Archaeology can be an intensely hands-on discipline, with fieldwork, site surveys and laboratory work. Despite this, the possibilities for digital engagement and online research are being increasingly adopted by archaeologists who are open to the possibilities presented by both established and emerging technologies. In particular, Australian researchers who focus on the archaeology of the ancient Aegean, Near East, Egypt or the Caucasus have long learned to take full advantage of digital networking and research opportunities. This has always been necessary to a certain extent, due to the ‘tyranny of distance’ for Australian researchers in these areas.
While fieldwork must be done in person, accessing online databases, articles, books and site reports for academic research has become more common; some conferences also offer online sessions, and some moved online completely during the COVID-19 pandemic. The Brisbane Chapter of Australasian Women in Ancient World Studies (established to promote gender equality and diversity in these discipline areas) is holding the Zoom-based ‘Cancelled Conference’, organised in specific recognition of the lost opportunities for networking and presenting research in person at this time. The Classics and Archaeology Program at Melbourne also convened a very well-attended online seminar for the program’s Honours students to present their research (an article on this event is forthcoming).
In National Archaeology Week, the Classics and Archaeology Postgraduate Society highlighted this aspect of modern archaeology with a series of posts on their Facebook page focusing on digital resources, which have become even more essential for Australian researchers during the COVID-19 lockdown. Sites used by Classics and Archaeology postgraduates include: CyArk, an online project established to “digitally record, archive and share the world’s most significant cultural heritage and ensure that these places continue to inspire wonder and curiosity for decades to come”; and Arachne, which offers a “digital research environment”, giving access to object databases and digital heritage registers, including the Corpus of Minoan and Mycenaean Seals (used by several Classics and Archaeology academics and postgraduate students!)
The Classics & Archaeology Postgraduate Society also introduced one graduate student each day over the week via their Facebook page. The breadth and strengths of the University’s archaeology program are revealed in these profiles, with students undertaking fieldwork in the Caucasus (Georgia), Israel (Tell es-Safi/Gath and Legio), and Greece (Crete, the Cyclades). Society members recalled their most memorable experiences of fieldwork, conferences and research in photo montages.

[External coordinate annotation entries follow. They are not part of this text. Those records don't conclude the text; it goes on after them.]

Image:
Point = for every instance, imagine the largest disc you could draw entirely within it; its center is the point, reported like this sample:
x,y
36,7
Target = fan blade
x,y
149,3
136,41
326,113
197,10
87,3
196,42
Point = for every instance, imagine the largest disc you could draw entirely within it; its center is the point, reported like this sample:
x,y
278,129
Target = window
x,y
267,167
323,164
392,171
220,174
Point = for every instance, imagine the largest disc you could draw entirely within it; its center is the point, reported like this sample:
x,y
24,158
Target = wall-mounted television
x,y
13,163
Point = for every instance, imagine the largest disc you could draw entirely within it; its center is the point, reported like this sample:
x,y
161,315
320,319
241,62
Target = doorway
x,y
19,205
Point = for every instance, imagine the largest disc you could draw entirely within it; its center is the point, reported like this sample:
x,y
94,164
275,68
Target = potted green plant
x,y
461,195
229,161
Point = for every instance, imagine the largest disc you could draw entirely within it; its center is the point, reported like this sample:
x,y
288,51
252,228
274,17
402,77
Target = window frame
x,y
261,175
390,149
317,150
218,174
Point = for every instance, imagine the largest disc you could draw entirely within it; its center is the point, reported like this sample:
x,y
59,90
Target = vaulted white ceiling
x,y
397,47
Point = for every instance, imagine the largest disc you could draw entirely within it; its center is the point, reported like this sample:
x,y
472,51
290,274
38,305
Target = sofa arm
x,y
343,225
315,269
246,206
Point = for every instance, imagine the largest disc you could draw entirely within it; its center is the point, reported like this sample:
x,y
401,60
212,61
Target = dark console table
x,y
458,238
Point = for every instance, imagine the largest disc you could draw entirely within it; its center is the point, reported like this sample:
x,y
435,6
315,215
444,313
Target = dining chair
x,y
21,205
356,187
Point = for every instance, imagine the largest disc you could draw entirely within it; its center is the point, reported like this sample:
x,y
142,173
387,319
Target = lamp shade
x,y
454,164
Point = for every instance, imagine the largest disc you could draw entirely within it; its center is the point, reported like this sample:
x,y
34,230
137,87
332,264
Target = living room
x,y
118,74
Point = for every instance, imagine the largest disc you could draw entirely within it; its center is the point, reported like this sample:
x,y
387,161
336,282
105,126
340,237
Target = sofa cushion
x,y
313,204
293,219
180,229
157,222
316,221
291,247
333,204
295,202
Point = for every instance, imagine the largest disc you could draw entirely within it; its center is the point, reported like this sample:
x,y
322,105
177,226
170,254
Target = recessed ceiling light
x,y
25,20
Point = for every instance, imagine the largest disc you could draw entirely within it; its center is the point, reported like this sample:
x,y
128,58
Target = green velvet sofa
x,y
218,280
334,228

The Society also ran a drawing challenge, with a themed illustration for each day. Archaeological illustration and drafting are still vital components of fieldwork, site reports and publication: the drawings and watercolours uploaded by the Society’s members attest that these skills are well represented at the University of Melbourne.
President of the Classics and Archaeology Postgraduate Society, Emily Simons, said of National Archaeology Week that
we were all really pleased with the level of engagement from our members, the public, and the department. We all had a great time and hope that next year we can get even more engagement from our wider membership and alumni next year. The lockdown provided a bit of a challenge, but possibly because it made us rely on social media a little bit more, we had to be a bit more creative and it meant that we did get our events out there and we could interact with other groups!
Let’s hope next year’s National Archaeology Week can be presented in both formats, digital and in-person, to reach as wide an audience as possible.